The Chargers are building something around their second-year running back. Before the legal tampering window even fully opened, the team had already signed center Tyler Biadasz to a three-year, $30 million deal and locked up Pro Bowl fullback Alec Ingold on a two-year, $7.5 million contract. Add in guard Cole Strange and the arrival of offensive coordinator Mike McDaniel, who spent four seasons in Miami as one of the most creative run-game designers in the league, and Hampton is suddenly looking at a supporting cast that bears almost no resemblance to the decimated offensive line he ran behind as a rookie. Ingold’s signing carries particular weight, as he spent all four of his seasons in Miami directly under McDaniel and arrives in Los Angeles already fluent in the system Hampton is about to learn.

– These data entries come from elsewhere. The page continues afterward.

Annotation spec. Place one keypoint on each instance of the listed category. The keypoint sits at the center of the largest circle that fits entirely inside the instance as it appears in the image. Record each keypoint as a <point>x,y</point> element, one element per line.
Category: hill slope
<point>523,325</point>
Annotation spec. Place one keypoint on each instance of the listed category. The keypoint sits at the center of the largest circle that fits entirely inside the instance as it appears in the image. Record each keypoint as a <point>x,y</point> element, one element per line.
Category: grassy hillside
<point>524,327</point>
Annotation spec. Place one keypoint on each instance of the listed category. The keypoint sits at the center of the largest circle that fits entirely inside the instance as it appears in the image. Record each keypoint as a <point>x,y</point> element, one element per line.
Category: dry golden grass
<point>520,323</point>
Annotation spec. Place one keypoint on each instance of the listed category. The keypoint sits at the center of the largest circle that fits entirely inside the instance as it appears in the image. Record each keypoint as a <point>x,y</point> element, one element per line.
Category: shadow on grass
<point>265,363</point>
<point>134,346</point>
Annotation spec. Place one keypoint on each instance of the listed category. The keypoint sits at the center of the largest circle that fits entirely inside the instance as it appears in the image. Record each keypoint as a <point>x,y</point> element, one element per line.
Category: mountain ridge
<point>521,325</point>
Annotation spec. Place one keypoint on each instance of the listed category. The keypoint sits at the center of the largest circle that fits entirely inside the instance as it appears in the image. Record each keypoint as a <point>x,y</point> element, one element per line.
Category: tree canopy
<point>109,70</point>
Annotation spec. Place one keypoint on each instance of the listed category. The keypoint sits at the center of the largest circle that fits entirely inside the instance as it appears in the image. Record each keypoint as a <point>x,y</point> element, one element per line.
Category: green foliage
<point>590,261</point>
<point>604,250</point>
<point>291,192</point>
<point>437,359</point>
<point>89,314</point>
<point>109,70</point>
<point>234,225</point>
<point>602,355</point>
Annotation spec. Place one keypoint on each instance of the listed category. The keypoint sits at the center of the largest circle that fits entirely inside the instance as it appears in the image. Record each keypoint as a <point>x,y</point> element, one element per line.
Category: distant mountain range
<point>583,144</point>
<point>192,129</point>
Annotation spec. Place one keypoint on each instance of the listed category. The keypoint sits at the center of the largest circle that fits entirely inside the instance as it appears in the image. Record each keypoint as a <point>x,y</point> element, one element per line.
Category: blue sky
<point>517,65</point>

The fantasy upside here is substantial and grounded in real structural improvement. Hampton finished his injury-shortened rookie season as the RB16 in fantasy points per game despite the subpar blocking in front of him, flashing double-digit fantasy point performances in six of his final seven games. McDaniel’s run-game concepts are specifically designed to create lanes through the interior, exactly where Biadasz and Strange now anchor the line, and Ingold’s presence as a lead blocker in two-back sets adds another dimension defenses will have to account for. Justin Herbert gives this offense a legitimate passing threat that keeps safeties honest, further opening running lanes. Hampton enters 2026 as a genuine second-round fantasy target with RB1 upside if the offensive line holds together. The injury history warrants a small discount, but the environment around him has never looked better.